We’re identifying more of it. And you don’t have to go too far to see who these groups are targeting. They’re targeting defense, industrial base, governments, regional governments, all those kinds of things. So really, all we see in cyberspace is a manifestation of China’s strategic interests and priorities.
Whether that’s Taiwan or the Southeast Asian region, or whether it’s stealing defense secrets, or Ukraine, or whatever it may be, we still see Chinese cyberactivity following those priorities.
The Ukraine factor.
One interesting thing last year is that we saw evidence of more Chinese cyberactivity targeted around Ukraine, probably because the Chinese government needed to quite quickly understand what everyone was thinking, and get insight into the political dynamic in the area. You sometimes see those very quick shifts. But at other times, you’ll just see very longstanding requirements around defense secrets, and those activities are ongoing.
We wondered about the Taiwan aspect, particularly, and the Ukraine dimension, because they both have the potential to play into larger, on the ground geopolitical tensions.
Yes, that’s interesting. The Chinese interest in Ukraine and trying to gain insight there is not a surprise, I suppose. But it’s interesting to see talk of China and Russia being friendly publicly, when we also see evidence of Chinese groups targeting Russian organizations, and the Russian government.
On Taiwan, I think the kinds of cyber-operations that would enable a military conflict take time to establish – you can’t just drum those things up overnight. You have to spend potentially weeks, months, years positioning yourself to be able to have effect – which is a thing that Russia has discovered in Ukraine. It’s quite hard to do it on the fly.
That means I would imagine that anything China wants to do around Taiwan in terms of positioning itself, it’s already done. I’m sure the Taiwanese government is regularly identifying attempts to penetrate networks, for instance. So heaven forbid, we see some kind of military conflict around Taiwan, but if we do, it’ll be interesting to see if China was able to couple cyber-activity with more kinetic military activity, because the two are quite hard to do effectively.
It’s much easier to blow something up than to try and compromise the network and then have some effect that way. But we’ll see. I mean, hopefully, we won’t, but I’m sure China is thinking about that.
It’s been a big year for post-intrusion malware too, no?

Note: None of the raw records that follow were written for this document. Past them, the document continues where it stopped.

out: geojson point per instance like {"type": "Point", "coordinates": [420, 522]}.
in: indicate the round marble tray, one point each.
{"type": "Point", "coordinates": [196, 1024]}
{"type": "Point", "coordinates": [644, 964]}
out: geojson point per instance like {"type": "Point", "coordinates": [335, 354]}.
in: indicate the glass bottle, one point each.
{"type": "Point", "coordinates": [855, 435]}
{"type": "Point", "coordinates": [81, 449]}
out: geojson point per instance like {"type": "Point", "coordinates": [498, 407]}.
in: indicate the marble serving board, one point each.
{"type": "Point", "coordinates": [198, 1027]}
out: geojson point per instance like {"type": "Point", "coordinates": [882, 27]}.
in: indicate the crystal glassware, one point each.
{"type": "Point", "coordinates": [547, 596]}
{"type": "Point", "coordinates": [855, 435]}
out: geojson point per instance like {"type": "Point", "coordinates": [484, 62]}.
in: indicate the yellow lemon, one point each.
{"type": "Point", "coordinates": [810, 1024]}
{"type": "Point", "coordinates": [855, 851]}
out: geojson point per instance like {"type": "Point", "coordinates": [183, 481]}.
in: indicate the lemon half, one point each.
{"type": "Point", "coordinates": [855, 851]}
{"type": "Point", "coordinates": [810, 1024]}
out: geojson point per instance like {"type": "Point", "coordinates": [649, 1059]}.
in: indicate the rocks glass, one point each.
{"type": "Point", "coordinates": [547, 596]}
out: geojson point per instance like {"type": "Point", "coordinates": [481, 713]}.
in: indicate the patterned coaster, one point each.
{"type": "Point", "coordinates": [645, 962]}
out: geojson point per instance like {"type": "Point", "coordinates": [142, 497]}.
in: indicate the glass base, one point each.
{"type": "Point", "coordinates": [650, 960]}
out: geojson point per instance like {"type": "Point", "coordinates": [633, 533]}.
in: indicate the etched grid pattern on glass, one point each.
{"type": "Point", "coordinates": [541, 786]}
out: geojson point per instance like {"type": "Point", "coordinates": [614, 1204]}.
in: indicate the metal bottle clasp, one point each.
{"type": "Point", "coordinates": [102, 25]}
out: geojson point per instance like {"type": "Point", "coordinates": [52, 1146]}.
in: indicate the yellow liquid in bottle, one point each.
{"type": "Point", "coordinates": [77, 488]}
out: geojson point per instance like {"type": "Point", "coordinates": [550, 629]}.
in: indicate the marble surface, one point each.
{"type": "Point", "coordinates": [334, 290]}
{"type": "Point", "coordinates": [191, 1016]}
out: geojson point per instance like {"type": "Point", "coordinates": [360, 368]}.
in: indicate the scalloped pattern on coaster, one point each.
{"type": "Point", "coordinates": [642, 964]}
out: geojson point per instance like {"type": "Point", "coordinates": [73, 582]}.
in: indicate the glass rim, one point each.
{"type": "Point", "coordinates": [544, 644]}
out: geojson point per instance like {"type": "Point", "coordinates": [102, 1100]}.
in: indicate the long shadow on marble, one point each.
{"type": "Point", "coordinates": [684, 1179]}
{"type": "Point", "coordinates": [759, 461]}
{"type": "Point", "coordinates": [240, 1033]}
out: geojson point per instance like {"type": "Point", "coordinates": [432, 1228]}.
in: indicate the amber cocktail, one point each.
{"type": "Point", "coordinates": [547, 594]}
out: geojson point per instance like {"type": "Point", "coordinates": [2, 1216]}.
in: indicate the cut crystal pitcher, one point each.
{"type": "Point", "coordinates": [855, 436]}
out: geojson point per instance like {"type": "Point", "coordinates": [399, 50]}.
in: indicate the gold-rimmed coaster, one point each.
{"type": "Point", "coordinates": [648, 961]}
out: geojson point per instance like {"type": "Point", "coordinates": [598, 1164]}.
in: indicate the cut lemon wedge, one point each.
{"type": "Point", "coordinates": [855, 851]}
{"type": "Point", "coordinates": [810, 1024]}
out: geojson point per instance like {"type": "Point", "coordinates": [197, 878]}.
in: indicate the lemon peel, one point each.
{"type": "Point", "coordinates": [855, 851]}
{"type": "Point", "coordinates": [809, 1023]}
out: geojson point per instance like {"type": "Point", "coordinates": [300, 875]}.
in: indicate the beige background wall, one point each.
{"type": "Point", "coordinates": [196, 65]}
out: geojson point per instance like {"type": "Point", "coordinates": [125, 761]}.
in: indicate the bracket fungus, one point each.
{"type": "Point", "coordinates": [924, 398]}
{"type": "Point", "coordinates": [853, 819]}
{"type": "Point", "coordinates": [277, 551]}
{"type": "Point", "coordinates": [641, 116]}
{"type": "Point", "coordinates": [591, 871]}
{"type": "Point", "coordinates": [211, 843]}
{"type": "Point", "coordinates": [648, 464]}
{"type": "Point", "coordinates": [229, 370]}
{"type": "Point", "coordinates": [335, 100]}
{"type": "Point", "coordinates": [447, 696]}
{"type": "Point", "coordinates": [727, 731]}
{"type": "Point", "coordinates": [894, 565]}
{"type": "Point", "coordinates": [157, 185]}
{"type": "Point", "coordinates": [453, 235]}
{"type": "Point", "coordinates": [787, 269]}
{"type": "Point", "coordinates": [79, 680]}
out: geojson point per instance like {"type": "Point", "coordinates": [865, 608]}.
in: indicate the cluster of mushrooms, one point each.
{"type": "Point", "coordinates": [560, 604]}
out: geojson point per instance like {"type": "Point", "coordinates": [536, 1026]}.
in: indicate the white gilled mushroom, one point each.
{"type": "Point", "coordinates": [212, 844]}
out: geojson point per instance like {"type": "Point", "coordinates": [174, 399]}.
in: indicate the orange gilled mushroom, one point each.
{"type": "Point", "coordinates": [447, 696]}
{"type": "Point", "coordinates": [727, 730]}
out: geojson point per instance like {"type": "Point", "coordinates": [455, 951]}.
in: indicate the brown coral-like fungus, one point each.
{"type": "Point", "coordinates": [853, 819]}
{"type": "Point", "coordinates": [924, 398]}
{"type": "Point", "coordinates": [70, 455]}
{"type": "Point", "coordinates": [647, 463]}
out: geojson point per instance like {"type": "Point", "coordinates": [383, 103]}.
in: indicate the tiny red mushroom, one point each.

Yeah. I think particularly when we look at targeted attacks, so we look at China and where we see state-sponsored or state-affiliated groups are deploying ransomware, it’s either to try and generate some money, because some of these groups are only loosely affiliated with the state, and they’re actually running side hustles to try and generate cash, or it’s to hide espionage activity, which when you think about it makes perfect sense.
If you want to make your attack look like just another opportunistic attack, sign yourself up to a big ransomware-as-a-service scheme. And once you’ve finished stealing what you want, encrypt everything, because it makes it much harder to investigate. People will typically just assume it’s another ransomware event.
So I wouldn’t be surprised if we see more post-intrusion malware deployed. There’s probably been more that happened in the past than we realized, but we’ve certainly been able to link quite a few attacks this year to state-sponsored groups who are using ransomware, probably as a bit of a smokescreen. It’s a fairly blunt way of hiding your tracks, but actually, it is probably quite an effective one.
And why overcomplicate a thing that works? If it ain’t broke, and all that.